CP Active Site Peptide Mass [M+H]+ (Da) Protein Number identified spectra from MS3 detection Number identified spectra from SVM detection
FFDLGGHSppant+57LLAVQLMSR 2288.0973 BG11243∣DhbF: involved in 2,3-dihydroxybenzoate biosynthesis 23 29
FFDLGGHSppant+57LLAVQLM 2044.9641
FFDLGGHSppant+57LLAVQL 1913.9237

IGIEDSFFELGGDSppant+57IK 2123.9612 BG10972∣PpsC: plipastatin synthetase 2 3

KQIGIHDDFFALGGHSppant+57LK 2380.1525 BG10170∣SrfAC: surfactin synthetase / competence 13 15
QIGIHDDFFALGGHSppant+57LK 2252.0575

QVLGVNTISIDDDFFAIGGHSppant+57LR 2871.3752 BG11962∣PpsE: plipastatin synthetase 5 6
TISIDDDFFAIGGHSppant+57LR 2261.0314

Fraction of Identified Spectra 43/172 53/386

The 43 spectra represent the highest confidence annotations and also have the highest delta scores (see Fig. S4). For example, in B. subtilis the UniProtKB database shows 18 NRPS and PKS enzymes containing a total of 43 annotated PPant binding sites in which exact PPant modified serine residues have been predicted by protein sequence homology or MS phosphoproteomic studies.13, 24 An additional 35 candidate spectra passed the delta score cut-off potentially corresponding to novel active sites uncharacterized in B. Subtilis. Of these, 20 map to proteins with unknown function. The remaining 15 spectra map to known proteins which include FabD and other proteins not previously known to have a PPant binding site.
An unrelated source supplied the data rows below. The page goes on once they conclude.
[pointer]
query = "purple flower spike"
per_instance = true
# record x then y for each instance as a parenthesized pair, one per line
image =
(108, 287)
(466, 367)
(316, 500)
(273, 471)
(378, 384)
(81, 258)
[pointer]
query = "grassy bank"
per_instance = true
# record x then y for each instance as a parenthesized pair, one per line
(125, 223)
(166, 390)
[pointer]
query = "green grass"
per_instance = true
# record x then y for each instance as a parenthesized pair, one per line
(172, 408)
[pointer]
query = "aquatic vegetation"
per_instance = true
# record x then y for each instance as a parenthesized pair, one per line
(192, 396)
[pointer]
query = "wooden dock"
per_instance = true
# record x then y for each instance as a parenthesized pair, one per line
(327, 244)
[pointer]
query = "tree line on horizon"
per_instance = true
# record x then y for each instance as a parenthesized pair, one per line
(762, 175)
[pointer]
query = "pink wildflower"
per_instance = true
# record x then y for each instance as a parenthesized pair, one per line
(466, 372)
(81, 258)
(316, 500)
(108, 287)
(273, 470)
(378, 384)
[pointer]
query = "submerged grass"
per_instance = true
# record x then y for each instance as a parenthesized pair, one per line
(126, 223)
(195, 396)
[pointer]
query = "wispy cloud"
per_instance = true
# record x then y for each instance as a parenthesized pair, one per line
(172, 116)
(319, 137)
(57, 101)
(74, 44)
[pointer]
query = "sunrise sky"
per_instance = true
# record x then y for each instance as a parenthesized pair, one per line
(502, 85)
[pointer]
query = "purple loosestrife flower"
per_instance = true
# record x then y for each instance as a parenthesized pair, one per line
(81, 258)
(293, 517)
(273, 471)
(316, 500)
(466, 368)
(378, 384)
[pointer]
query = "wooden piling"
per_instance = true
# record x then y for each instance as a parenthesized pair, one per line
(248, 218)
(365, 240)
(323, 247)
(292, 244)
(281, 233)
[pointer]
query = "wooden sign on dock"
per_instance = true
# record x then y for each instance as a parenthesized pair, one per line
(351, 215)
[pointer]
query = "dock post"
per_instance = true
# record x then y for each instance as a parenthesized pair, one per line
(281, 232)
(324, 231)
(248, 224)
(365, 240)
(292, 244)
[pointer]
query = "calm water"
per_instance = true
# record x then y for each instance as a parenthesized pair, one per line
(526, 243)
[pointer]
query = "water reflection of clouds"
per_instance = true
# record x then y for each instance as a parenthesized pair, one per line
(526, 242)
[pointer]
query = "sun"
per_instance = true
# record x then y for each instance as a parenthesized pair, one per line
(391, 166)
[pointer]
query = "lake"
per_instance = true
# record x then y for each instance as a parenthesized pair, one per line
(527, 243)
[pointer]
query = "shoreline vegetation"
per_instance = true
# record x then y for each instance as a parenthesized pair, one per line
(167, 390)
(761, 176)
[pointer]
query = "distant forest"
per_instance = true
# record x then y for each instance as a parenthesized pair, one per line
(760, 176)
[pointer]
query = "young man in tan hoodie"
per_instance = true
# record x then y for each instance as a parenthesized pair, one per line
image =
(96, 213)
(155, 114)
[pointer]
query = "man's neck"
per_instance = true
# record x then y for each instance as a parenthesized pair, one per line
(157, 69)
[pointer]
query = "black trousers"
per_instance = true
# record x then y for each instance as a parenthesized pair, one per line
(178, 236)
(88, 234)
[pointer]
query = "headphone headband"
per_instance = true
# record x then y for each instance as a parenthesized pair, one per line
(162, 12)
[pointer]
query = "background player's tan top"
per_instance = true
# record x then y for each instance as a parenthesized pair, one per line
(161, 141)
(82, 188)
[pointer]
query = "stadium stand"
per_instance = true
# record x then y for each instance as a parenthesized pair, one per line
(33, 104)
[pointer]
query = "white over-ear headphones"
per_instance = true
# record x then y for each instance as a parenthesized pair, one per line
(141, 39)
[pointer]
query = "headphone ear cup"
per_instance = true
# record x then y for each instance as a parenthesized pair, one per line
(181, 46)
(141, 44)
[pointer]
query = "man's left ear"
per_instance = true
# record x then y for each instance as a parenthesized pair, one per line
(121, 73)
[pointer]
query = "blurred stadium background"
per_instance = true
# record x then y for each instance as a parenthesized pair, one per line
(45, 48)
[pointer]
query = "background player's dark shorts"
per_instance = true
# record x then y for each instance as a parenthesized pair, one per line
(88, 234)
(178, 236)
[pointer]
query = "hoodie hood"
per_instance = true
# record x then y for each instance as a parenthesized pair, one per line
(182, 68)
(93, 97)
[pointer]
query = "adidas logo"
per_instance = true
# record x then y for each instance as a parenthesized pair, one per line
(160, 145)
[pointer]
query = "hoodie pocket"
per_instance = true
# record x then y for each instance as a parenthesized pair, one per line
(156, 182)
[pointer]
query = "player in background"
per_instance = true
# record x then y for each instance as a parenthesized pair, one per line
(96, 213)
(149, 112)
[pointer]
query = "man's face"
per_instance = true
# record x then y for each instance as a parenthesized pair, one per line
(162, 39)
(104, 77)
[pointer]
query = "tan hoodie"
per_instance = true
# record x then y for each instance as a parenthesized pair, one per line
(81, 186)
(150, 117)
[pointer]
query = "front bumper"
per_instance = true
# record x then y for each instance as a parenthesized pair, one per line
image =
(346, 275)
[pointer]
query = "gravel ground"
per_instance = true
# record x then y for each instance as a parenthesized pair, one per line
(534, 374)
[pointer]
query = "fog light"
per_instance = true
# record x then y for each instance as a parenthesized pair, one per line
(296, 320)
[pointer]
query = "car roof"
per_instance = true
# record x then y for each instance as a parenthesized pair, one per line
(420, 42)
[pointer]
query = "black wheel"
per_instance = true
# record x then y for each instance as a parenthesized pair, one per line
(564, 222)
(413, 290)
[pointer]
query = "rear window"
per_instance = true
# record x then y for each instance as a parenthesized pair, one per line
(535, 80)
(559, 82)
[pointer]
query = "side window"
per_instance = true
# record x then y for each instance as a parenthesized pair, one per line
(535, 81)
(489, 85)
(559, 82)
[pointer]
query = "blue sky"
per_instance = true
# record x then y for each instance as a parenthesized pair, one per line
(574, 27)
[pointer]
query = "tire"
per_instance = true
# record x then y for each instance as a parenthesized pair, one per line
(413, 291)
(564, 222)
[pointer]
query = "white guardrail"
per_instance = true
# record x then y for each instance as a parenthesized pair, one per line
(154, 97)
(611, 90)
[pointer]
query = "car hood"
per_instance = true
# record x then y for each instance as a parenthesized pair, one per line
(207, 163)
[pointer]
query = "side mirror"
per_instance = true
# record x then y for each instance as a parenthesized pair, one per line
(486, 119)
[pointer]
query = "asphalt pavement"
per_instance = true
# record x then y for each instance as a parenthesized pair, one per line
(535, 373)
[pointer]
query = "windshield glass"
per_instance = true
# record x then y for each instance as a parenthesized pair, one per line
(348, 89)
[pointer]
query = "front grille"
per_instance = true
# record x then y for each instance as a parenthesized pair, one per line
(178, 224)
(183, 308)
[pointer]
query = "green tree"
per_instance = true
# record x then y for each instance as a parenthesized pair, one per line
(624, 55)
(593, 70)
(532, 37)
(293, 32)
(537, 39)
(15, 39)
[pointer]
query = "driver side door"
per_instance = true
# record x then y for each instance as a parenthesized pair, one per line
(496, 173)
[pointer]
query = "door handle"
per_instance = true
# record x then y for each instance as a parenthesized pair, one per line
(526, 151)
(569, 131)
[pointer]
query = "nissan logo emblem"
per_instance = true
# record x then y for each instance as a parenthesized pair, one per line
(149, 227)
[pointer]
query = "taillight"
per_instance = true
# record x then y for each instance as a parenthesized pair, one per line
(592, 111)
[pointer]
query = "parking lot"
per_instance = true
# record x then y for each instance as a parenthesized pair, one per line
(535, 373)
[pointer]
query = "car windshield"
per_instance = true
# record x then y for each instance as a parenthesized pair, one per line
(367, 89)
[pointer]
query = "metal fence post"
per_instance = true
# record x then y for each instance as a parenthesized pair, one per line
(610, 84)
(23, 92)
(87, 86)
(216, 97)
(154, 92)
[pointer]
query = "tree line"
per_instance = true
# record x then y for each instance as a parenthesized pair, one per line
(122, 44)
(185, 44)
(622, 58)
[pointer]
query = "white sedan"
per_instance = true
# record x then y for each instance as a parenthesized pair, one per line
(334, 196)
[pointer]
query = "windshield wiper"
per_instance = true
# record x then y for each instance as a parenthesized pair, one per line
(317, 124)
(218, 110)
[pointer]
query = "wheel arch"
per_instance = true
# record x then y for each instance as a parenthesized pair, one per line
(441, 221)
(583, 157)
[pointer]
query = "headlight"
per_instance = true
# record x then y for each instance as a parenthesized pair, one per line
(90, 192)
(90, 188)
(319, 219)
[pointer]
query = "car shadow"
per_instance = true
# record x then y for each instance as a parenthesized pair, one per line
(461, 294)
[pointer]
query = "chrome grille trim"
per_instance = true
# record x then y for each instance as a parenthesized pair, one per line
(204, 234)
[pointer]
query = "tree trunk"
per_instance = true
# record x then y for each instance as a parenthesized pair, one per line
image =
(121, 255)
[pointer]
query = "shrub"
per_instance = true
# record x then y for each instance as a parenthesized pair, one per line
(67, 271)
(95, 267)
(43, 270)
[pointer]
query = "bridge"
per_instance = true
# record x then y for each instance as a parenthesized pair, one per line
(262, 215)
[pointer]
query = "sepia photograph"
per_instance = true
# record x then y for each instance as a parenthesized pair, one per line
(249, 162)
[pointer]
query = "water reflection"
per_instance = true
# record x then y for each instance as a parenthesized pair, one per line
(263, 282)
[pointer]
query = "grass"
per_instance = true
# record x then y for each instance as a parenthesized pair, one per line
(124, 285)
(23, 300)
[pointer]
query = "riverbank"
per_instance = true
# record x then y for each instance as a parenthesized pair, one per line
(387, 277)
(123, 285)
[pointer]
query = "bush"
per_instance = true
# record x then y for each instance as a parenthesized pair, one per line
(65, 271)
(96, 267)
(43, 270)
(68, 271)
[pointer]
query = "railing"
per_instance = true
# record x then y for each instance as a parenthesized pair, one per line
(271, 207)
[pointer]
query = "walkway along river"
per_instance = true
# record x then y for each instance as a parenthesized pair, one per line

Interestingly, 12 of the 172 spectra selected for MS3 analysis had corresponding MS2 spectra that were annotated with high significance by InsPecT (non-PPant mode) as peptides with no PPant modification (Table S1.1). InsPecT:PPant annotated 4 of these spectra as PPant peptide sequences with delta scores passing the 1% p-value criteria (but not containing a known CP domain). From manual inspection of the MS2 spectra, the InsPecT annotated peptides explain numerous high intensity peaks, except for the characteristic PPant peaks such as those represented in Figure 2. These spectra possibly represent composite/mixture spectra generated by concurrent fragmentation of biologically distinct and unrelated precursor ions due to the following reasons: a) one fragment (m/z 318) in the MS2 spectra was MS3 verified as pantetheine, b) InsPecT identified the MS2 spectrum to be a single peptide with a high score, and c) removing InsPecT identified peaks, the remaining ion peaks appear to be highly similar to the MS2 fragmentation signature expected from a PPant peptide (see Fig. S5).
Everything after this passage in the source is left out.